Smollett as translator
Miguel de Cervantes Saavedra, The History and Adventures of the Renowned Don Quixote, trans. by Tobias Smollett (London: A. Millar et al., 1755), [S.L.] I [Smollett – 1755] fol.
Smollett was as a translator as well as an author. Most of his translations were from French: Alain Le Sage’s Gil Blas and Le Diable boiteux; Fénelon’s Télémaque; Voltaire’s ‘Micromegas’ and a collection of economics essays. Don Quixote, a labour which occupied Smollett from 1748 until 1755, is his one venture into Spanish. Thomas Shelton (ca. 1620), Peter Anthony Motteux (1700), and Charles Jarvis (1742) had all translated Don Quixote into English already, and Smollett made use of their work while producing a spirited translation of his own.
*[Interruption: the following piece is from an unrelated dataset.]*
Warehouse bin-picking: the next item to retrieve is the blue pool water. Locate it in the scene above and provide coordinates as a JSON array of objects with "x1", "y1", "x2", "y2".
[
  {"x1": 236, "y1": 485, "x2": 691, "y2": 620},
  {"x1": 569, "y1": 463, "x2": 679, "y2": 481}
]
Smollett’s rendering follows a median path between Jarvis’s more literal and Motteux’s freer translations, both of which found more favour and were reprinted more frequently than Smollett’s.
Some geographical context
A New and Compleat Survey of London (London: S. Lyne, 1742), [B.L.] 1742 [New]Although Scottish by birth and revealing a certain Scottishness in some of his works, Smollett lived in London from 1739 onwards, and in the 1740s wrote a couple of satires on London life. Shown here to put Smollett’s London in context is an anonymous composition, one of several overviews of the eighteenth-century metropolis. It includes maps and provides alongside the history of London current accounts of its various districts and of its politics, commerce, trade, and educational establishments.
Giuseppe Baretti. An Account of the Manners and Customs of Italy: With Observations on the Mistakes of Some Travellers, with Regard to that Country (London: T. Davies; and L. Davis and C. Rymers, 1768), [G.L.] 1768
When Smollett produced Travels through France and Italy (1766) on the basis of his travels from 1763 until 1765, he was writing within an established genre, as Baretti’s book shows. In 1766 the London surgeon Samuel Sharp had published Letters to Italy: Describing the Customs and Manners of that Country in the Years 1765, and 1766. Joseph Baretti, an Italian, wrote his account to correct what he saw as Sharp’s inaccurate and superficial descriptions and xenophobia following a short visit to Baretti’s native land. Sharp retorted in print, and Baretti wrote back again. Smollett, like Sharp, was criticised for an unflattering portrayal of the people he encountered on his travels.